Sam Zell, caretaker owner of the Chicago Cubs and Wrigley Field as part of his December purchase of the Tribune Company, wants everyone to know that “his role is to throw bombs and shake people up. He’s a man of his word.” For Cubs fans, that word has been “monetize”. (At least, that’s the clean version. Zell prefers naughtier words.)

Sam Zell shows us the money

He’s rolled as many grenades under the new furniture as possible, including layoffs on the Tribune side and throwing ideas out randomly to wring every last nickel out of the Cubs franchise before selling it off. However, his notion to sell naming rights to Wrigley Field isn’t remotely the worst of it; now he’s trying to destroy Chicago architecture. No, really. All of it.

As reported by the CHICAGO READER in January, Zell wants to hand over Wrigley Field to the Illinois Sports Facilities Authority (created to build US Cellular Field) so the taxpayers of Illinois can pay for a new parking garage, mall, and other amenities that would make Wrigley Field exactly like every other park in the majors.
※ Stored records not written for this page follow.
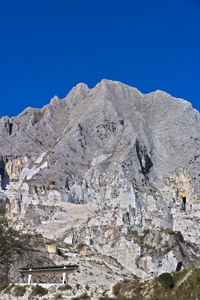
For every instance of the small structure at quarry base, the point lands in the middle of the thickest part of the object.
(43, 271)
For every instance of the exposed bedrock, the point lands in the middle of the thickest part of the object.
(103, 165)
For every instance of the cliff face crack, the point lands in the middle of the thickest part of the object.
(145, 161)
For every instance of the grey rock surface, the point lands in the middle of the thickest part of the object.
(101, 167)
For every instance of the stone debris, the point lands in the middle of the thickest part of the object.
(107, 168)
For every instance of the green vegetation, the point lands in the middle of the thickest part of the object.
(38, 290)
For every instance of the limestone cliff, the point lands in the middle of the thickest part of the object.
(111, 168)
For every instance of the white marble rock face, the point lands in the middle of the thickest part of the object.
(107, 167)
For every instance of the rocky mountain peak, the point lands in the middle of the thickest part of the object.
(109, 167)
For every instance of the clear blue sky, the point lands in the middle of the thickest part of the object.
(48, 46)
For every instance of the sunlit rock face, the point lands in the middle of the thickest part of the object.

Unfortunately for poor misbegotten Zell, Wrigley Field has local landmark status. While Fenway-like minor changes have been completed, he can’t get his way if Chicago preserves that landmark status.

Naturally, Zell wants landmark status lifted enough to let him have his way. Once that’s complete, he will presumably stop holding the Cubs franchise hostage and sell the team separate from the stadium.

In Blair Kaman’s piece in the CHICAGO TRIBUNE Monday, the architecture critic points out that removing or modifying landmark status for Wrigley would encourage property owners in other Chicago landmark districts to cry poverty without the ability to tear down their classic structures for condos or a Tilt-A-Whirl.

Chicago, world-renowned for its architectural beauty, would join New Wrigley as another plain place. As any environmental or architectural preservationist will tell you, any preservation effort only has to lose once to fail completely. That’s a record the Cubs and Wrigley Field can’t possibly hope to compete against.

(P.S. Blair, I hope you have saved well; that job at the Tribune won’t last much longer now that you’ve poked the vulgar bear.)